Seriously though, the fact that this breaks the standard behavior of the anchor point becoming part of the URL bothers me more than the animation. When I hover over a link and see a URL, I'd really like clicking it to take me to that URL.


very nice also the "scroll up" looks to be more resiliant to "mouse scroll wheel" interference while auto-scrolling, while "scroll up" behave a little differently at least on edge, i dont know why, anyway it is very beauty


Hi duke360, it was done on purpose to show that the different ease functions can be used


It is way too much code for a pimped up window.scrollTo() function.


Very nice.


Perhaps change the title to something like : "MoveTo – A lightweight "smooth scroll into view" JS library without any dependency"

Most of the comments are -ve because they think it's about scroll jacking.


We changed the title from "MoveTo – A lightweight, smooth scrolling JS library without any dependency" after a user emailed us to suggest the above.

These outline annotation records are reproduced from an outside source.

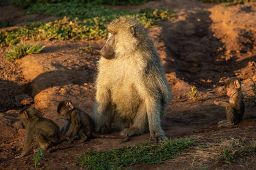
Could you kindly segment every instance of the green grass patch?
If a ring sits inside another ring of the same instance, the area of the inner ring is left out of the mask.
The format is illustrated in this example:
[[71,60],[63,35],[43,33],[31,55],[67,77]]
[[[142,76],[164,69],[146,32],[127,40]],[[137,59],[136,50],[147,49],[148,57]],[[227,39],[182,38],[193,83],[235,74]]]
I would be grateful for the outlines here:
[[[112,4],[112,5],[138,5],[152,0],[25,0],[14,1],[12,3],[22,8],[28,8],[35,3],[60,3],[73,2],[81,4],[93,3],[96,4]],[[0,4],[3,0],[0,0]]]
[[248,3],[250,1],[256,1],[256,0],[200,0],[202,3],[222,3],[223,6],[230,6],[230,3],[237,4]]
[[8,60],[13,61],[28,54],[38,53],[44,47],[44,46],[42,45],[24,45],[22,43],[10,47],[8,51],[5,53],[5,55]]
[[[174,18],[172,12],[161,10],[142,9],[137,12],[120,11],[95,3],[36,3],[28,13],[55,15],[62,19],[49,22],[34,22],[11,30],[0,31],[0,46],[10,46],[22,40],[32,39],[99,39],[107,38],[106,26],[120,16],[136,18],[145,27],[157,25],[160,20]],[[67,16],[67,17],[66,17]]]
[[194,138],[180,138],[159,143],[140,143],[108,151],[86,152],[75,164],[88,169],[116,169],[139,164],[160,164],[186,150],[194,141]]

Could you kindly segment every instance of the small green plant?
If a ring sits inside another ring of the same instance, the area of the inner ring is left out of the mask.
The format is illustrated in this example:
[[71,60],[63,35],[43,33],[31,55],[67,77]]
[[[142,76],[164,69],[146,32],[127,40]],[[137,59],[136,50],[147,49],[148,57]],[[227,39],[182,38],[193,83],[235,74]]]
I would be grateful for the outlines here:
[[25,45],[23,43],[10,47],[5,53],[8,60],[13,61],[20,59],[28,54],[38,53],[44,49],[45,46]]
[[44,155],[45,153],[45,152],[42,148],[38,148],[37,150],[38,151],[38,153],[34,155],[34,162],[36,169],[40,165],[39,161],[41,159],[44,159]]
[[186,150],[195,139],[192,138],[167,139],[162,143],[140,143],[108,151],[86,152],[77,158],[75,164],[85,166],[88,169],[118,169],[138,164],[160,164]]
[[198,101],[200,99],[200,96],[197,92],[196,88],[195,86],[191,87],[191,91],[188,93],[191,99]]
[[252,85],[251,85],[250,86],[252,88],[252,91],[253,92],[253,95],[250,96],[250,99],[251,99],[251,101],[256,103],[256,82],[254,81],[252,78],[251,78],[251,80],[252,81]]

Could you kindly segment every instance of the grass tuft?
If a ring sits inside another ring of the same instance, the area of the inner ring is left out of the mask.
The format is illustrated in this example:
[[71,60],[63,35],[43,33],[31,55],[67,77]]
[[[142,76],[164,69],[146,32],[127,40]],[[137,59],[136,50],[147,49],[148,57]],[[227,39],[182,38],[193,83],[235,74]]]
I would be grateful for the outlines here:
[[246,155],[255,156],[256,141],[232,138],[221,142],[219,151],[220,160],[224,163],[231,164],[235,162],[237,158],[244,157]]
[[107,25],[120,16],[134,18],[146,28],[157,26],[157,22],[160,20],[175,17],[173,13],[167,10],[147,8],[129,12],[95,3],[81,4],[76,1],[44,4],[36,3],[28,8],[27,13],[55,15],[62,18],[1,30],[0,46],[13,45],[26,39],[90,40],[107,38]]
[[8,51],[5,53],[6,59],[8,60],[19,59],[28,54],[38,53],[44,49],[45,46],[35,45],[19,44],[10,47]]
[[163,163],[173,155],[186,150],[194,143],[194,138],[166,140],[163,143],[140,143],[132,146],[124,146],[108,151],[86,152],[75,162],[88,169],[114,169],[134,164]]

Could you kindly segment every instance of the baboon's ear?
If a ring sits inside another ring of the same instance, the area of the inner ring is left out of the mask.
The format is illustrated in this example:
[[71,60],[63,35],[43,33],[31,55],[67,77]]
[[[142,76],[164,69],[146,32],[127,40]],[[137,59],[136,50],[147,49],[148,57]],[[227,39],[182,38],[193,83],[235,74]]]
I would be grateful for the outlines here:
[[74,109],[74,106],[71,104],[71,103],[68,102],[68,103],[67,103],[67,108],[68,110],[72,110]]
[[239,81],[238,81],[237,80],[236,80],[234,82],[234,85],[235,85],[236,89],[239,89],[240,88],[240,83],[239,83]]
[[135,25],[133,25],[133,26],[131,26],[131,27],[130,27],[130,31],[131,31],[131,33],[132,33],[132,34],[134,36],[136,36],[136,27],[135,27]]

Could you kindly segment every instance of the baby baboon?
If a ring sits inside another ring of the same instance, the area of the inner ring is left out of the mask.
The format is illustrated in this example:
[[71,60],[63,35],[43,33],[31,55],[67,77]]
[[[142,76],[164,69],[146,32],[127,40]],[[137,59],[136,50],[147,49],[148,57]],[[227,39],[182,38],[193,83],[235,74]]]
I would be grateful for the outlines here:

Looks like it's been changed from

"A lightweight smooth scrolling javascript library ..."

to

"A lightweight scroll animation JS library ..."


Wasn't there a microsoft post a few days ago explaining why messing with scroll is a bad idea?

EDIT: I'm stupid this is isn't related to user input scroll, but anchor like scroll just smooth


You're definitely not stupid. I (and probably others) thought the same thing, thanks for clearing things up for us.

edit: link to demo https://hsnaydd.github.io/moveTo/demo/ solid work imho


Without looking at the code, I thought the same thing until I read this comment for sure, and I'm not stupid all of the time.

Perhaps the library would benefit from not describing itself as 'smooth scrolling', which many of us might associate with 'hijacking the scroll wheel/trackpad'.


If you use this or any other scroll hijacking library, I immediately hit the back button.


This has nothing to do with scroll hijacking. Don't people click the link before commenting?


It modifies the behavior of scrolling when you click a link. To me that's scroll hijacking.


That takes too long ;p


Scroll jacking is a terrible practice.

1) It's intrusive and destroys the user experience which ironically is what it pretends to enhance.

2) Even if it feels right on the designer's machine, we never know what scrolling implementations there may be in the future that will certainly break such gimmicks.


While I agree, the library doesn't do that. It's just for moving to anchors when e.g. you click a button.